Which brings to mind: What would John Vaught, winner of six Southeastern Conference championships at Ole Miss, be worth on today’s market? Is there that much money in Mississippi?

Interestingly, Kiffin has never stayed at a job – any job – for four seasons. If he were to coach half of the 2023 season at Ole Miss, that would be the longest tenure of his career. The Oakland Raiders fired him in his second season after he won 25 percent of his games. Then, after one season, he left Tennessee in the middle of the night, amid something close to a riot, after losing the Chick-fil-A Bowl  and finishing one game above .500. Next, Southern Cal fired him on an airport tarmac, returning from a road trip after the fifth game of his fourth season. He spent three seasons as Nick Saban’s offensive coordinator at Alabama, successfully revamping the Crimson Tide offense before taking head coach’s job at Florida Atlantic. He was supposed to coach the Bama offense through the national championship game that third season, but Saban decided, “Thanks, but no thanks. See ya.”

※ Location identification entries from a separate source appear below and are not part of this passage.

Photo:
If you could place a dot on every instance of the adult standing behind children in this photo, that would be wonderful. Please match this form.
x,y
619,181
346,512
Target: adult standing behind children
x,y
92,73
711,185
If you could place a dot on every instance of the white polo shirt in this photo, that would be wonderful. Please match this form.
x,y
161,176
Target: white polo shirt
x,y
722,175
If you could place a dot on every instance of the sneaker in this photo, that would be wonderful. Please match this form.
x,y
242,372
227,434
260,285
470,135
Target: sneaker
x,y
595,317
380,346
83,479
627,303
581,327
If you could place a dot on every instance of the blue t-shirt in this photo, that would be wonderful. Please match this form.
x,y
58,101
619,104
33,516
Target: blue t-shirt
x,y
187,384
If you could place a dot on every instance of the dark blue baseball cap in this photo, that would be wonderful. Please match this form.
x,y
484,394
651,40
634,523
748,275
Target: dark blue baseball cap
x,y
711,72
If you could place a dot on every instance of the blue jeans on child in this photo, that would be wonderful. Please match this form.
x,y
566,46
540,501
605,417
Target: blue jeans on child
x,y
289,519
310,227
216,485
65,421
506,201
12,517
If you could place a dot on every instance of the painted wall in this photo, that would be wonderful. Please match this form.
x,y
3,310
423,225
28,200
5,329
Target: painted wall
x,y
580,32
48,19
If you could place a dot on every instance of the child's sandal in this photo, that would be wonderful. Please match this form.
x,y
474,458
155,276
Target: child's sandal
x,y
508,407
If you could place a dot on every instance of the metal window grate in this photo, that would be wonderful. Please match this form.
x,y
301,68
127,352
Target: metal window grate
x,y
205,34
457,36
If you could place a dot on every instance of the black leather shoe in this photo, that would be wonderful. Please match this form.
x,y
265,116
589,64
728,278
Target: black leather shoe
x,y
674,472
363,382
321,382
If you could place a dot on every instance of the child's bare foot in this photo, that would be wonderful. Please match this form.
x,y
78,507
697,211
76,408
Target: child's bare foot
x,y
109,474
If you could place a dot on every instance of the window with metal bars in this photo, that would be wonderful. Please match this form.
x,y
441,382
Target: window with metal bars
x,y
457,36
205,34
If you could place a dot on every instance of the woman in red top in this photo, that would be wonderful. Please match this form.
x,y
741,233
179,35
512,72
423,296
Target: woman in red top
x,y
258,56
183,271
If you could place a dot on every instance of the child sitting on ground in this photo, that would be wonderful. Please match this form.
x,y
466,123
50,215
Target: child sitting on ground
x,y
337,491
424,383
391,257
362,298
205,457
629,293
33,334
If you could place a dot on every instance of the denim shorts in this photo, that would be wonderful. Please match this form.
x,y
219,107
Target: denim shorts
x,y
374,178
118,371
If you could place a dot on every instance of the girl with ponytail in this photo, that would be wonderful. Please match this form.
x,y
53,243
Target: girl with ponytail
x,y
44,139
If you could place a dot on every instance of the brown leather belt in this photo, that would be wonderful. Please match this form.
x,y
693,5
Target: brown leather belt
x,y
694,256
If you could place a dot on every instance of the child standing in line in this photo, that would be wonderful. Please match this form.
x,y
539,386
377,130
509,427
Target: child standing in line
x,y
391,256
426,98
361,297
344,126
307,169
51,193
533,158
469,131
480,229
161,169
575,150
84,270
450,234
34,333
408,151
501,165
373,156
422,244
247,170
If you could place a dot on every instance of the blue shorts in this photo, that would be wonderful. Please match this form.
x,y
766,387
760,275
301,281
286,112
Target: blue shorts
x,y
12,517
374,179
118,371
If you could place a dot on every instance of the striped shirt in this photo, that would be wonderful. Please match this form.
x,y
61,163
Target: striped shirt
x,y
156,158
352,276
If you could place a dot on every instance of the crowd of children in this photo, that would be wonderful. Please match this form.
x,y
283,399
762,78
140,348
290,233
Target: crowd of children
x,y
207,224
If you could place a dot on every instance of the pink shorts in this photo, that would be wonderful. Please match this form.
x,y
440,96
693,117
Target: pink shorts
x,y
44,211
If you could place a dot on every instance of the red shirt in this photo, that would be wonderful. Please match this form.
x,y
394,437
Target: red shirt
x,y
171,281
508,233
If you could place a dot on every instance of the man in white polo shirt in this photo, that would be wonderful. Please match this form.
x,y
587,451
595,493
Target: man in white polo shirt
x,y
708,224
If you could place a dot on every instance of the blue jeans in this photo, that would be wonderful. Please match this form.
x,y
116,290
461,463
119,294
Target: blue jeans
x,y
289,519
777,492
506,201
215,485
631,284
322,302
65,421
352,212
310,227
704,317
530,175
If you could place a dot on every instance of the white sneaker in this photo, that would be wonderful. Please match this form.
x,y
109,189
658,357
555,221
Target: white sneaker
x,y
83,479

He spent three seasons at FAU before taking the Ole Miss job. At Ole Miss, he has gone 5-5, 10-3 and 8-4, while flirting with other jobs all the while. You could make the case – and many have – Kiffin’s current Rebels’ late season demise was at least partly caused by the distraction of Kiffin’s dalliance with Auburn.

One guy could have stopped that. Lane Kiffin. He did not. He could have signed the papers on the $9 million Ole Miss offer. He could have said, “I am going to finish the job at Ole Miss. I am going to be the first coach to take Ole Miss to Atlanta for the SEC Championship game. We are going to compete for the national championship.”

Instead, he left his employer and his players on the hook.

Here’s my take: Kiffin is a remarkable offensive football mind. He can take his offensive O’s and most times beat your defensive X’s. But as a head coach, his record is far from remarkable. Indeed, it is spotty and hardly worthy of him becoming one of the three or four highest paid coaches in the country.

When he took the job at Ole Miss, Kiffin said he had learned from his previous jobs. He projected himself as a more mature, more stable, more complete coach. 

Has he been that?

No. At 47, Kiffin appears the same guy, the same coach, he has always been. If he stays at Ole Miss, it’s likely the Rebels will endure the same situation next November.